Już niedługo sami zatankujemy gaz do aut
Ministrowie gospodarki Janusz Piechociński i transportu Sławomir Nowak podpisali rozporządzenie umożliwiające samodzielne tankowanie LPG na stacjach paliw - poinformował w resort gospodarki.
Dokument w sprawie warunków technicznych, jakim powinny odpowiadać bazy i stacje paliw płynnych, określa minimalne wymogi bezpieczeństwa, które muszą spełniać stacje paliw, jeśli zdecydują się na wprowadzenie samodzielnego tankowania gazu płynnego LPG.
Są to m.in. odpowiednie oznaczenia informujące klientów o możliwości samoobsługowego tankowania czy zainstalowanie odpowiednich dysz wlewowych (tzw. pistoletów).
Do tej pory klienci nie mogli sami doładowywać butli w swoich samochodach. Stacje musiały przeszkolić i zatrudniać pracownika, który za to odpowiadał. To z kolei wiązało się z wyższymi kosztami prowadzenia takiej działalności i pośrednio przekładało się na ceny paliwa.
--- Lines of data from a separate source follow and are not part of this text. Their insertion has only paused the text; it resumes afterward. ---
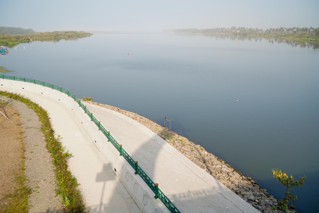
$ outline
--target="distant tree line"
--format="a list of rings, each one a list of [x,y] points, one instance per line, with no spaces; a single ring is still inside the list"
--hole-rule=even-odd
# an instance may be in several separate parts
[[[260,36],[289,39],[305,39],[319,42],[319,28],[279,28],[263,30],[258,28],[232,26],[230,28],[197,29],[195,28],[172,30],[175,33],[201,33],[219,35],[233,35],[245,36]]]
[[[19,28],[5,28],[16,29]],[[22,34],[10,34],[2,33],[0,34],[0,45],[6,46],[11,48],[21,43],[31,43],[35,41],[58,42],[61,40],[77,40],[93,35],[84,31],[54,31],[37,33],[32,30],[31,31],[32,33]]]
[[[0,34],[32,34],[35,33],[32,29],[23,29],[21,28],[13,28],[10,26],[0,26]]]

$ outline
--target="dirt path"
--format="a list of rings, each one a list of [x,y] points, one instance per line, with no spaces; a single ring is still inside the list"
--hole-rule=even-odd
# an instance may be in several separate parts
[[[62,212],[61,198],[56,196],[56,179],[52,158],[45,147],[41,124],[34,111],[24,104],[0,96],[8,104],[0,108],[0,205],[13,192],[15,178],[25,148],[25,183],[32,191],[28,198],[29,212]],[[21,134],[22,132],[22,134]]]

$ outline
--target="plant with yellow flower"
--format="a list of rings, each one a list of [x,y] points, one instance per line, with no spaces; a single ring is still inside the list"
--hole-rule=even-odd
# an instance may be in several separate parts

Rozwiązania, które będą wkrótce możliwe w Polsce, od dawna są stosowane np. na Słowacji - tam na wielu stacjach za tankowanie gazu odpowiadają sami kierowcy.
Nowe regulacje wejdą w życie 14 dni po opublikowaniu ich w Dzienniku Ustaw. Podpisane przez ministrów dokumenty zostały przekazane do Rządowego Centrum Legislacji w zeszłym tygodniu.